Durch die siebenfache Schichtung der Holzpur-Elemente kann dieses ästhetisch weniger hochwertige Material, wie etwa Käferholz, im Inneren der Wandelemente eingesetzt werden. Es ist dies eine Haltung, die nicht nur auf das Endprodukt, sondern auf den gesamten Lebenszyklus des Rohstoffes blickt und die Ressourcen aus dem eigenen Umfeld konsequent nutzt.

Das Holzpur-System basiert auf Mondholz. Das heißt, das Holz für die Verarbeitung wird nach dem forstwirtschaftlichen Mondkalender geschlagen. Was klingt wie ein mythologischer Brauch, soll angeblich die Stabilität und Widerstandsfähigkeit des Werkstoffs verbessern. Mondholz wird vor Neumond, im Dezember oder Januar geschlagen, wenn die Bäume am wenigsten Saft führen.
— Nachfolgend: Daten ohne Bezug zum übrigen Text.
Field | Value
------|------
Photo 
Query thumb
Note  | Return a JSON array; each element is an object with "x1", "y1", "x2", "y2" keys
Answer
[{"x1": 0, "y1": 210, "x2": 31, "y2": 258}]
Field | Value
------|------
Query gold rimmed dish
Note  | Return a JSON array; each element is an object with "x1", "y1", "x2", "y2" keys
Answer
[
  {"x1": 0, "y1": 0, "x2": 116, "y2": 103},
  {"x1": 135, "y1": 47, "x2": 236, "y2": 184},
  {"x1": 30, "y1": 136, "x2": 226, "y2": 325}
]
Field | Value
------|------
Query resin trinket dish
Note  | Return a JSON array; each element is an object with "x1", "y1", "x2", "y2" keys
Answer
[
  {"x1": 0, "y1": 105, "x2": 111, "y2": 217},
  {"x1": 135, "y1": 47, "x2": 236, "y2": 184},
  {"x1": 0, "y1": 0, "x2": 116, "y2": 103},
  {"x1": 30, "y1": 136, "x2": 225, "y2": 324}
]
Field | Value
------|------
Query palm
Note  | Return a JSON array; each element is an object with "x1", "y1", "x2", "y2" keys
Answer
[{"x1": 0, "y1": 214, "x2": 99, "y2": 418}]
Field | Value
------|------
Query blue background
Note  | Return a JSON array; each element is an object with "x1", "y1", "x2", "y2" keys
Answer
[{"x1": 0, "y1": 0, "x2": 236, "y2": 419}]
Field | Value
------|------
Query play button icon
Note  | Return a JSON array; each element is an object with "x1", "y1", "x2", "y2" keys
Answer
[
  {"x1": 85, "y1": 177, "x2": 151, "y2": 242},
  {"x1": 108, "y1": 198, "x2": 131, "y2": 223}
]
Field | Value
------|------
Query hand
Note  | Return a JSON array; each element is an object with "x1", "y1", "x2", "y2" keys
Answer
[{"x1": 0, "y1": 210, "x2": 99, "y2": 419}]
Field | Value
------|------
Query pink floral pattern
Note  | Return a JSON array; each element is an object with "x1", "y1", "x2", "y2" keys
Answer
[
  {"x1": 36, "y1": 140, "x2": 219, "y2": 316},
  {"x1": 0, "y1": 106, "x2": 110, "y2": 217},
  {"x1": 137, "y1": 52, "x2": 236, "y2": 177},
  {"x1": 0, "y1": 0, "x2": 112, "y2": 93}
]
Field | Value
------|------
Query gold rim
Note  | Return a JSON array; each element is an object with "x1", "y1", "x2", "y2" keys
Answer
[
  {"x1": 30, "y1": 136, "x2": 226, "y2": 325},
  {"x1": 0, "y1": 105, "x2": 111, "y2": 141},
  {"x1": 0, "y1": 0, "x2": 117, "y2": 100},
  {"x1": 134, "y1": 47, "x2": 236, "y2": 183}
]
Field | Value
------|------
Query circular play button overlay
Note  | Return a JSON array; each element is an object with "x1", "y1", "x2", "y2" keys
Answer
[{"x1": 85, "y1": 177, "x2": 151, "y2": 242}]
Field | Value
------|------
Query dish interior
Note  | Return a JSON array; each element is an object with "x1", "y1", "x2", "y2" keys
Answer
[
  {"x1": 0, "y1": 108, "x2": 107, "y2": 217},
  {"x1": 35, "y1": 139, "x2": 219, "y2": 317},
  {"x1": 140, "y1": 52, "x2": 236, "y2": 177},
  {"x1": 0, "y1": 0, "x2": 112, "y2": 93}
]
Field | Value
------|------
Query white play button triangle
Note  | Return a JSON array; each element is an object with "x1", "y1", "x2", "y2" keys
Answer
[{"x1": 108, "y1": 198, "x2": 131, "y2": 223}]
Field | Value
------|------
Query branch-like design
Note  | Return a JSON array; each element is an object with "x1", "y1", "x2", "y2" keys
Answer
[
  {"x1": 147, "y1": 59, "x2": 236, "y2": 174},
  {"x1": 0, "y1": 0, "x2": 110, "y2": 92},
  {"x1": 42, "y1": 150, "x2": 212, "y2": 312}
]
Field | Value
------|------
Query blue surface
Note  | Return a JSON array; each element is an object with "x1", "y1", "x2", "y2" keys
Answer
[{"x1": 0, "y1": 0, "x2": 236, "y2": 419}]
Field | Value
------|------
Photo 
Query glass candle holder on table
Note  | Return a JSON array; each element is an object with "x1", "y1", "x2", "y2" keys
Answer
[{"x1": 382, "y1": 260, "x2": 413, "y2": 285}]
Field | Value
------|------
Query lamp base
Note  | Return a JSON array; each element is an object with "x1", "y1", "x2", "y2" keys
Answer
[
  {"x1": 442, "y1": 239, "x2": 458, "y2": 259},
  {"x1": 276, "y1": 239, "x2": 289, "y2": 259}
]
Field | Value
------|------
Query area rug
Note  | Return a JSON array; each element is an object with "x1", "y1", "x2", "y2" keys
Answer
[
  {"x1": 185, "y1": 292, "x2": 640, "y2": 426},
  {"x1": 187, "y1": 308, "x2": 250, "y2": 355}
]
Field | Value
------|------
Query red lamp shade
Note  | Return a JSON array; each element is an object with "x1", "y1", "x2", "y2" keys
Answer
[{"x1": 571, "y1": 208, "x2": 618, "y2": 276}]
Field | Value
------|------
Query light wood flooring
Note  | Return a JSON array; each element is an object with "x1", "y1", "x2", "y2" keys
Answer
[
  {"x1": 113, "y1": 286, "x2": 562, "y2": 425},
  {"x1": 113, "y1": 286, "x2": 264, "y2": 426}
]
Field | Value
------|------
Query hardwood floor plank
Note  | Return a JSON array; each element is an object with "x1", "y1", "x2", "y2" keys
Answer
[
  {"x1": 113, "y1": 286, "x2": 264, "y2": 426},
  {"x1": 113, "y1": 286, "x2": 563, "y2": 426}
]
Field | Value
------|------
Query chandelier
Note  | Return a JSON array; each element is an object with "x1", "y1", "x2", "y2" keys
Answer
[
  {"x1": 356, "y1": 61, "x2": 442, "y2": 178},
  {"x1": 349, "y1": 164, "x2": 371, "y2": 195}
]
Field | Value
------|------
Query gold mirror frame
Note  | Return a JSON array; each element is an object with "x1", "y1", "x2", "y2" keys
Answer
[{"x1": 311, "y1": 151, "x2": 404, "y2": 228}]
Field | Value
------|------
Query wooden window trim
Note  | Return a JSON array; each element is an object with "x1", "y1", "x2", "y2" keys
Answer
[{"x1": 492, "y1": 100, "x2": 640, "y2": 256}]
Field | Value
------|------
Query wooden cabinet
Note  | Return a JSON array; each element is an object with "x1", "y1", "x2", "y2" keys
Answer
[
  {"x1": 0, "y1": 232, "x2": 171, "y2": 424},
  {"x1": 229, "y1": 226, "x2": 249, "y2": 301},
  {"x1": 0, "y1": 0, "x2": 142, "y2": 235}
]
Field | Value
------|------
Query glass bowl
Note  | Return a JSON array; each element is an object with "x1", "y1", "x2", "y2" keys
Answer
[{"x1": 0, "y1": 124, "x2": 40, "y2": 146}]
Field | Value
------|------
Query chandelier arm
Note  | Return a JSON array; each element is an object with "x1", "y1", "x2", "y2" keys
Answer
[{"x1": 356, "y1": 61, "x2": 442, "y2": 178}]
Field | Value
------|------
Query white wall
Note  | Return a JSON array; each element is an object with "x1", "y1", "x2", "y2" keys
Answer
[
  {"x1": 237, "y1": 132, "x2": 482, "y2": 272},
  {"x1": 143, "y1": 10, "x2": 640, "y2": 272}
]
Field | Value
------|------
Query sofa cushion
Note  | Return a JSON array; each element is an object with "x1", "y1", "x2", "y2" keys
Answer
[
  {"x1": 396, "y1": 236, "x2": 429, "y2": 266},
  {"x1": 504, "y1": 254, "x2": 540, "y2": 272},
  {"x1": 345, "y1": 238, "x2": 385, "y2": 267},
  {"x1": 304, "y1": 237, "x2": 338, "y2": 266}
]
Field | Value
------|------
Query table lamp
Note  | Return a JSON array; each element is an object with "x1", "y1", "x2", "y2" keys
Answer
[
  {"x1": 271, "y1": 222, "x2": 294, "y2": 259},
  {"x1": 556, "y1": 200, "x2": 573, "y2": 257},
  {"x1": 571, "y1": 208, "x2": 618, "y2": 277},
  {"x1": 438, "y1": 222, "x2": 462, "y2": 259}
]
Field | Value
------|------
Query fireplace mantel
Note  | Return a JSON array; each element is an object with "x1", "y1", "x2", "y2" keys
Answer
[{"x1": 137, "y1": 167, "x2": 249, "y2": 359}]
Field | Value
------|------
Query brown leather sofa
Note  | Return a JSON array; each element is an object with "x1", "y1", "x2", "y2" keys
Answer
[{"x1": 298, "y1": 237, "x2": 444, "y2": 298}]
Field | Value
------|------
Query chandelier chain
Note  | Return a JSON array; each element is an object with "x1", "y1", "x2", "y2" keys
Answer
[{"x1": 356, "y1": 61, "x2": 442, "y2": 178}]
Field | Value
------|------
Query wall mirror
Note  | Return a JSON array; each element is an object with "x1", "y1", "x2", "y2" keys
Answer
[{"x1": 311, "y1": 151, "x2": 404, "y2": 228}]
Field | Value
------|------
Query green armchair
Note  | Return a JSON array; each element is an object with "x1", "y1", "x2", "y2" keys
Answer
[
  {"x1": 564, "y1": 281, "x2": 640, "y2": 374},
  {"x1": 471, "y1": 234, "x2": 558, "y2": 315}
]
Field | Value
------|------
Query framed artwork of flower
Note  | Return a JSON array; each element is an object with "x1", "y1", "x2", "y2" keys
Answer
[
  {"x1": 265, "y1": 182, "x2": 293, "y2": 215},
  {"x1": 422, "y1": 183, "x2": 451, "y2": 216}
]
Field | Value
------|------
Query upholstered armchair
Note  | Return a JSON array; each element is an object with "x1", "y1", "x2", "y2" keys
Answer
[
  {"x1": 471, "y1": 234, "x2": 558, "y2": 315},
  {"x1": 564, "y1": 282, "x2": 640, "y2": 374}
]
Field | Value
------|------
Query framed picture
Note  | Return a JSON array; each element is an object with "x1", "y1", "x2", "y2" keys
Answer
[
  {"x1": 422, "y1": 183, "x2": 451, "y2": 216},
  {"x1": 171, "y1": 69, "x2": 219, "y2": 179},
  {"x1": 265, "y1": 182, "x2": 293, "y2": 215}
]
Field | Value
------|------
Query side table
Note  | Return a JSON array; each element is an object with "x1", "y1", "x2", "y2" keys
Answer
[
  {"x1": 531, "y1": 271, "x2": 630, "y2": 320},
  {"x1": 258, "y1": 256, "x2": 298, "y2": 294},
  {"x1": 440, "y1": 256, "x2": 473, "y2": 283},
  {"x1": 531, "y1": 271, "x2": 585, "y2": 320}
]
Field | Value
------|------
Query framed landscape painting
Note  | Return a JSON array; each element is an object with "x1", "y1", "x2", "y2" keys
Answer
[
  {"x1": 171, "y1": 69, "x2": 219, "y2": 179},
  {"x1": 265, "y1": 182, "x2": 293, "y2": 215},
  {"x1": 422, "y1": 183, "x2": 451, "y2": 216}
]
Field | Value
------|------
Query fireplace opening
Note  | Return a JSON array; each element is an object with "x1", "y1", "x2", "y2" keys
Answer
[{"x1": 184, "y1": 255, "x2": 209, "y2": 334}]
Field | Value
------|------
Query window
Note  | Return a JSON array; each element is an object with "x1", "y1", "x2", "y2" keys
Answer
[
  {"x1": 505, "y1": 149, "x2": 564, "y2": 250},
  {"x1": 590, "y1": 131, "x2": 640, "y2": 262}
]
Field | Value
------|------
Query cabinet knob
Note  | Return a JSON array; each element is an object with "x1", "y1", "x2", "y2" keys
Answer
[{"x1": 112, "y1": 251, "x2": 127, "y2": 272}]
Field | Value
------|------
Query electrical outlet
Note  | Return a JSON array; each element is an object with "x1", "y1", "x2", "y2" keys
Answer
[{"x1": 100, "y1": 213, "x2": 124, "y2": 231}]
So gebe es weniger Schwund und eine geringere Anfälligkeit für Schädlinge. Auch wenn dies nicht eindeutig wissenschaftlich belegt ist, schwören Verfechter einer ökologischen und nachhaltigen Bauweise auf diese alte Tradition.

Zitate aus der regionalen Baukultur

Wie auch immer man dazu stehen mag, in dieser Praxis manifestiert sich eine tiefe, fast spirituelle Verbundenheit mit den Naturgesetzen. Die Architekten haben diesen Verweis aufgegriffen, indem Halbmondmotive als Ornamente in die Verblendungen der Rolladenkästen eingefräst wurden.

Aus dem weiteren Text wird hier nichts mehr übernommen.